Si de nombreuses incertitudes entourent le Jésus « historique », les textes les plus anciens indiquent qu'il avait des frères et des soeurs. Le Nouveau Testament en dénombre six au minimum : Jacques, Joset, Jude et Simon ; les soeurs, elles, ne sont jamais nommées. Cependant, les relations que Jésus a entretenues avec sa famille ont apparemment été marquées par le conflit. Ses frères « ne croyaient pas en lui », relève l'Évangile de Jean (7, 5), et s'inquiètent : « Il est fou », disent-ils dans l'Évangile de Marc (3, 21). Le jour de la crucifixion, seule Marie est présente. De fait, la famille de Jésus a pu se préoccuper du sort qui le guettait, à une époque où les agitateurs avaient tôt fait d'être mis à mort. Jésus, de son côté, ne s'étonne pas de l'incrédulité des siens : « Un prophète n'est méprisé que dans sa patrie, dans sa parenté et dans sa maison », déplore-t-il (Mc 6, 4). Lui-même semble n'accorder qu'une importance secondaire aux liens du sang. « Si quelqu'un vient à moi sans haïr son père, sa mère, sa femme, ses enfants, ses frères, ses soeurs, et jusqu'à sa propre vie, il ne peut être mon disciple » (Luc 14, 26). Pourtant, après la mort de Jésus, certains de ses frères assumeront d'importantes responsabilités dans le mouvement chrétien.
Tandis que les frères de Jésus sont nommés dans les Évangiles, ses soeurs sont ignorées. Pourquoi ?
Je ne crois pas qu'il s'agisse vraiment d'un désintérêt envers elles. Cela est sans doute lié au fait que les frères de Jésus ont, par la suite, joué un rôle non négligeable dans la jeune communauté chrétienne - notamment Jacques et Jude -, ce qui n'est pas le cas de ses soeurs. Par ailleurs, dans l'Antiquité, sauf exception, les femmes ne sont jamais citées. Néanmoins, par la suite, des noms ont été donnés aux soeurs de Jésus, notamment chez Épiphane. Mais ils sont très probablement fictifs.

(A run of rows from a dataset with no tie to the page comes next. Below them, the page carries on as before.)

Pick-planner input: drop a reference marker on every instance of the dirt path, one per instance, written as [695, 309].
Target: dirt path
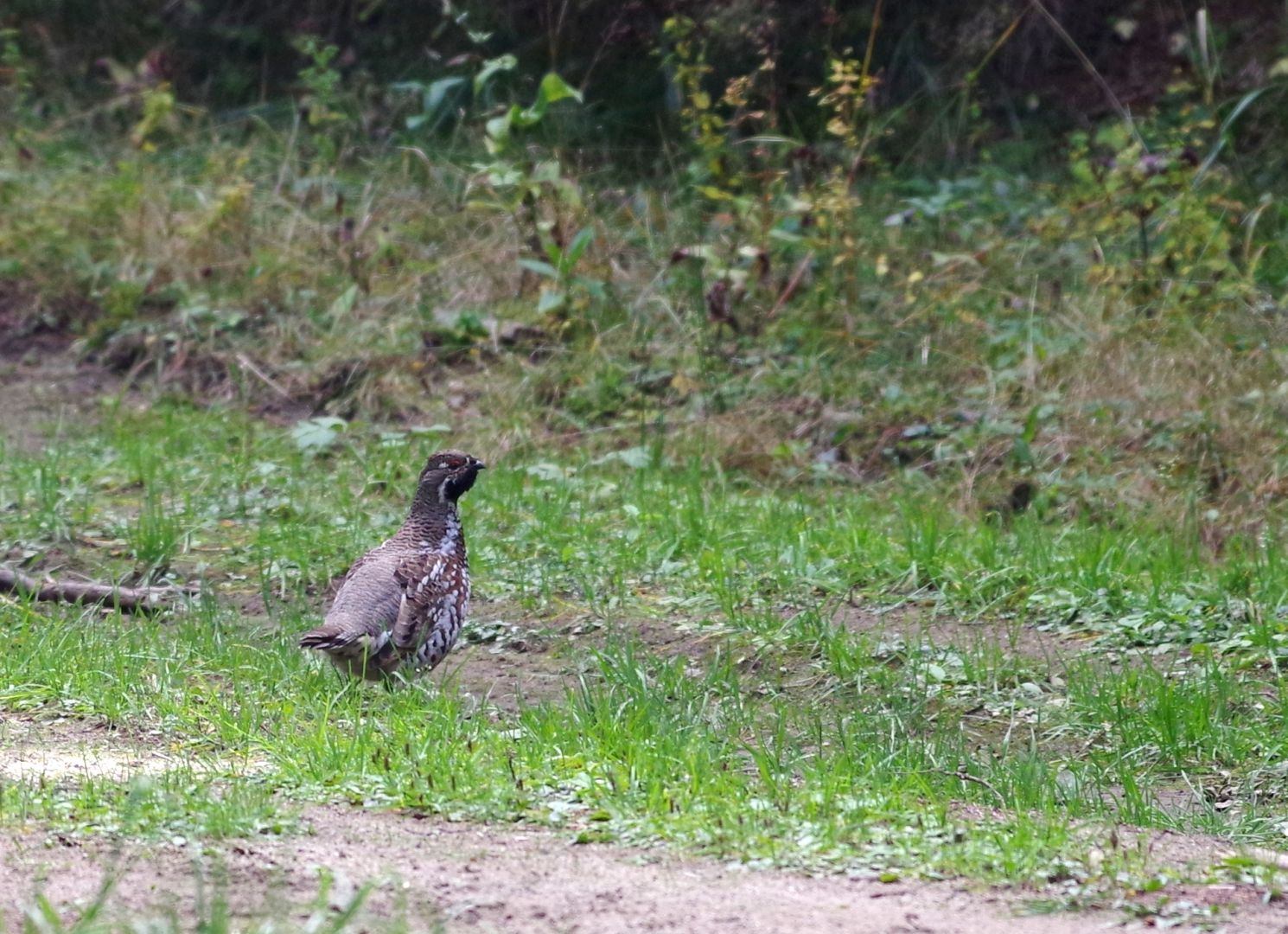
[468, 878]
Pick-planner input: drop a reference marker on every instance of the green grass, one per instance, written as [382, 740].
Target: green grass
[790, 739]
[654, 470]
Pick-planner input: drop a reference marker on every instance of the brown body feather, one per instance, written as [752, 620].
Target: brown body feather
[402, 605]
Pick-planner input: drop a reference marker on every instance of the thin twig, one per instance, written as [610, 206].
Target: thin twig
[247, 363]
[126, 599]
[962, 775]
[793, 285]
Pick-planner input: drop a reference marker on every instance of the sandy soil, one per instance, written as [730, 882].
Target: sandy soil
[501, 879]
[433, 873]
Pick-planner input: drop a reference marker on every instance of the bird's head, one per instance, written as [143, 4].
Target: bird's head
[449, 474]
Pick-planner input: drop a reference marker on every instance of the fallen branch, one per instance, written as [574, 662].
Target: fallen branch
[126, 599]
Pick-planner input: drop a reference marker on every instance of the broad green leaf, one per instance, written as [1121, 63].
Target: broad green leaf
[550, 300]
[313, 436]
[576, 249]
[491, 68]
[554, 88]
[540, 268]
[344, 304]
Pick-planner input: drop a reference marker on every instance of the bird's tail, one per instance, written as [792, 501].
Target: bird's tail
[338, 641]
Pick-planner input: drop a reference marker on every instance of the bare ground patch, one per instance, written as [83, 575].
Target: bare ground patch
[517, 879]
[67, 750]
[914, 623]
[509, 657]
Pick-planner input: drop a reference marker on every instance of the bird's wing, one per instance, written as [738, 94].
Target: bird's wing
[425, 580]
[362, 612]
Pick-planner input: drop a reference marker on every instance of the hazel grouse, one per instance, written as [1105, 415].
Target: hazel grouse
[402, 605]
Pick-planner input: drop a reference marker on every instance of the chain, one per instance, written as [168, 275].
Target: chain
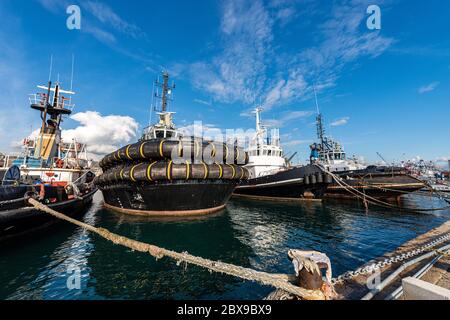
[387, 262]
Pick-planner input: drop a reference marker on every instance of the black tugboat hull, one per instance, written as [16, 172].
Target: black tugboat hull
[287, 185]
[169, 198]
[380, 185]
[22, 219]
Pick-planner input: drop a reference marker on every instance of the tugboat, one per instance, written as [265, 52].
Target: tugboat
[382, 182]
[271, 175]
[49, 170]
[167, 173]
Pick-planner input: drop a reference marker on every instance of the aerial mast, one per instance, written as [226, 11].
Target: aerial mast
[319, 121]
[166, 91]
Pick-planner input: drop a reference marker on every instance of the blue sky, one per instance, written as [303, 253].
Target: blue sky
[380, 90]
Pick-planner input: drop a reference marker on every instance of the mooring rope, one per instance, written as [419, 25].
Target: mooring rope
[264, 278]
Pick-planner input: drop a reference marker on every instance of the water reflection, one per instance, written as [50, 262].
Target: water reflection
[248, 233]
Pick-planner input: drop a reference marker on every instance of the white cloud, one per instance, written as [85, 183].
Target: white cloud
[253, 66]
[428, 88]
[102, 134]
[237, 73]
[107, 16]
[340, 122]
[200, 101]
[294, 143]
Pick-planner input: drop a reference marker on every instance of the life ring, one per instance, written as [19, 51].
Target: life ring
[59, 163]
[42, 191]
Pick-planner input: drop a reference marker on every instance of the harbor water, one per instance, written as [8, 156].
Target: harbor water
[248, 233]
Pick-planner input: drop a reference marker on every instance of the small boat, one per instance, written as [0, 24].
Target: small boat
[167, 173]
[271, 175]
[382, 182]
[49, 170]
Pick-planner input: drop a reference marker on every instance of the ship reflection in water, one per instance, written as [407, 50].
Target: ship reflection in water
[247, 233]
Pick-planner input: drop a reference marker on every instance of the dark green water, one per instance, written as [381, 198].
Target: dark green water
[247, 233]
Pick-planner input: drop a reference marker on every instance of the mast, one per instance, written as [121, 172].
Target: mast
[166, 91]
[319, 122]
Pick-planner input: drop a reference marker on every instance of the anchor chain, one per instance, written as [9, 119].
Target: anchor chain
[387, 262]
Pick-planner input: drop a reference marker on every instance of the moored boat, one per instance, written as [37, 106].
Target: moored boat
[167, 173]
[271, 175]
[48, 170]
[383, 182]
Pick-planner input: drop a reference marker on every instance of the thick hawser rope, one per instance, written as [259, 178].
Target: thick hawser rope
[274, 280]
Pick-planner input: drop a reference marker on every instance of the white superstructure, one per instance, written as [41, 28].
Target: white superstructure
[265, 153]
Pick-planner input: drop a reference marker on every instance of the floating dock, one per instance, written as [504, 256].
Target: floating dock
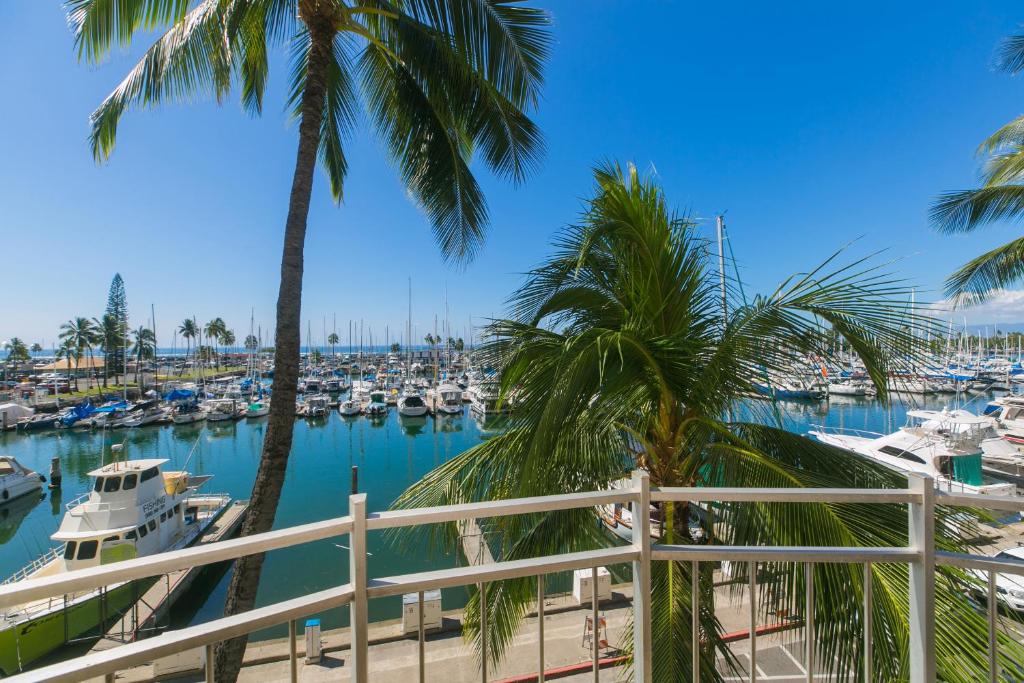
[155, 604]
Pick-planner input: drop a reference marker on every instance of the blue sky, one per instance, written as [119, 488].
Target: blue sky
[811, 124]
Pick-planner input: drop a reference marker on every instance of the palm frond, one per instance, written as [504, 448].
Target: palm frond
[192, 57]
[992, 270]
[99, 25]
[1010, 56]
[967, 210]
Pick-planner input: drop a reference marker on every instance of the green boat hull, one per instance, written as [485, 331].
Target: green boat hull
[25, 643]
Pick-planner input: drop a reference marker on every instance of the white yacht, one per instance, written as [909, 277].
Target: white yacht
[134, 509]
[16, 480]
[945, 444]
[220, 410]
[349, 408]
[411, 404]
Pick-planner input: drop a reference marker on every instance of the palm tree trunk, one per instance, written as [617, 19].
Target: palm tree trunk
[278, 442]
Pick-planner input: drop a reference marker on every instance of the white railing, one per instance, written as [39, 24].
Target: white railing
[921, 499]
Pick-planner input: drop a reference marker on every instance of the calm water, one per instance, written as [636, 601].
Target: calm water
[390, 455]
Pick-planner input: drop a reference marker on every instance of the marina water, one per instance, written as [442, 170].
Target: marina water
[390, 454]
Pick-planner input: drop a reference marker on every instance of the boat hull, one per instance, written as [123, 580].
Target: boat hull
[24, 643]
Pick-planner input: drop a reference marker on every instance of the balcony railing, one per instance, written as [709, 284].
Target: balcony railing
[921, 499]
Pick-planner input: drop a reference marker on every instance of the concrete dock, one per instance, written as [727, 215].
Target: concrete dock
[144, 617]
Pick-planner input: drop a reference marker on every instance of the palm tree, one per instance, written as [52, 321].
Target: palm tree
[214, 332]
[1000, 196]
[16, 350]
[440, 79]
[227, 339]
[619, 344]
[144, 348]
[80, 334]
[112, 338]
[188, 331]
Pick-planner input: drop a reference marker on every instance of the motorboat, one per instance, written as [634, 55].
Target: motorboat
[377, 404]
[16, 480]
[944, 444]
[133, 509]
[448, 399]
[412, 406]
[349, 408]
[317, 406]
[258, 409]
[222, 410]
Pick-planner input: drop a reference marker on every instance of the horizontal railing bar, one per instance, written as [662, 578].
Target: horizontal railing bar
[979, 562]
[142, 651]
[748, 495]
[516, 506]
[425, 581]
[781, 554]
[151, 565]
[979, 501]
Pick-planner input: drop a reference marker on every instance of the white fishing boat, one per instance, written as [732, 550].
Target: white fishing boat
[448, 399]
[412, 406]
[317, 406]
[16, 480]
[222, 410]
[349, 408]
[944, 444]
[133, 509]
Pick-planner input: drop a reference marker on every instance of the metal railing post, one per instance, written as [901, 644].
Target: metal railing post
[641, 579]
[922, 579]
[540, 629]
[293, 654]
[357, 578]
[868, 625]
[695, 620]
[993, 645]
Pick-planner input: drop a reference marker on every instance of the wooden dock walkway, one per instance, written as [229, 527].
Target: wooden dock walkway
[156, 602]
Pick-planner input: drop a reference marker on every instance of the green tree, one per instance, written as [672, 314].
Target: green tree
[16, 350]
[214, 332]
[441, 81]
[112, 337]
[117, 307]
[188, 331]
[81, 335]
[1000, 196]
[619, 345]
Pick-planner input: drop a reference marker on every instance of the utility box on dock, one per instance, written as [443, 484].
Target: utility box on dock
[313, 644]
[411, 611]
[583, 585]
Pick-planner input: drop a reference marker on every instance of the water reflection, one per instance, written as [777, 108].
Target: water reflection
[13, 513]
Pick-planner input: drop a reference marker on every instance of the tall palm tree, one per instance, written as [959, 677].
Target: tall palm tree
[80, 334]
[1000, 196]
[144, 348]
[621, 356]
[112, 338]
[440, 80]
[188, 330]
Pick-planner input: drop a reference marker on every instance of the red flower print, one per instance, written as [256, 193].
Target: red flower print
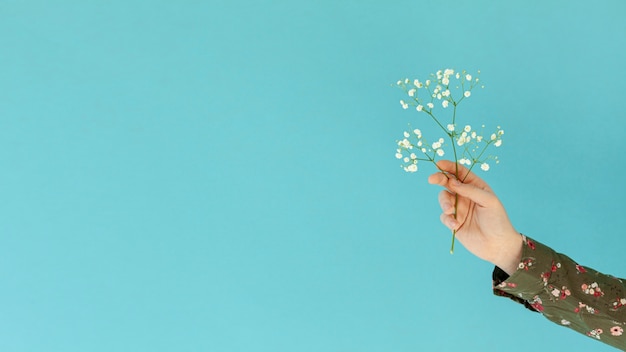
[617, 331]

Comment expliquer les relations apparemment conflictuelles que Jésus entretenait avec les siens ?
Je pense que Jésus, de son vivant, a pu entretenir un rapport conflictuel avec sa famille, parce qu'il est un prophète eschatologique à caractère charismatique, c'est-à-dire annonçant le temps final. Or, pour la fin des temps, les questions familiales ne représentent plus aucun intérêt. Cependant, après sa mort, toute sa famille s'est ralliée à Jésus - peut-être parce que Jacques a été gratifié d'une apparition de son frère, ce qui l'a investi d'une grande importance. Par ailleurs, dans les mouvements eschatologiques et charismatiques, le problème qui se pose souvent est celui de la succession. Il existe deux modes de succession possibles : la succession familiale - celle des frères - ou la succession apostolique - celle des disciples. La première voie est symbolisée par Jacques, l'autre par Pierre. Ces deux voies se sont opposées, ce qui, d'un point de vue sociologique, est tout à fait classique...
Dans la fratrie de Jésus, la personnalité la mieux connue est celle de Jacques. Que sait-on de lui ?
D'un point de vue purement historique, on sait assez peu de choses. La documentation provient essentiellement de Flavius Josèphe, ainsi que d'Hégésippe, écrivain chrétien du IIe siècle, et de toute la tradition qui se fonde sur lui jusqu'à Jérôme. D'après les Pères de l'Église, Jacques a dirigé, après Jésus, la jeune communauté de Jérusalem. Luc indique, dans les Actes des Apôtres, qu'il y a eu des querelles de succession entre Jacques et Pierre.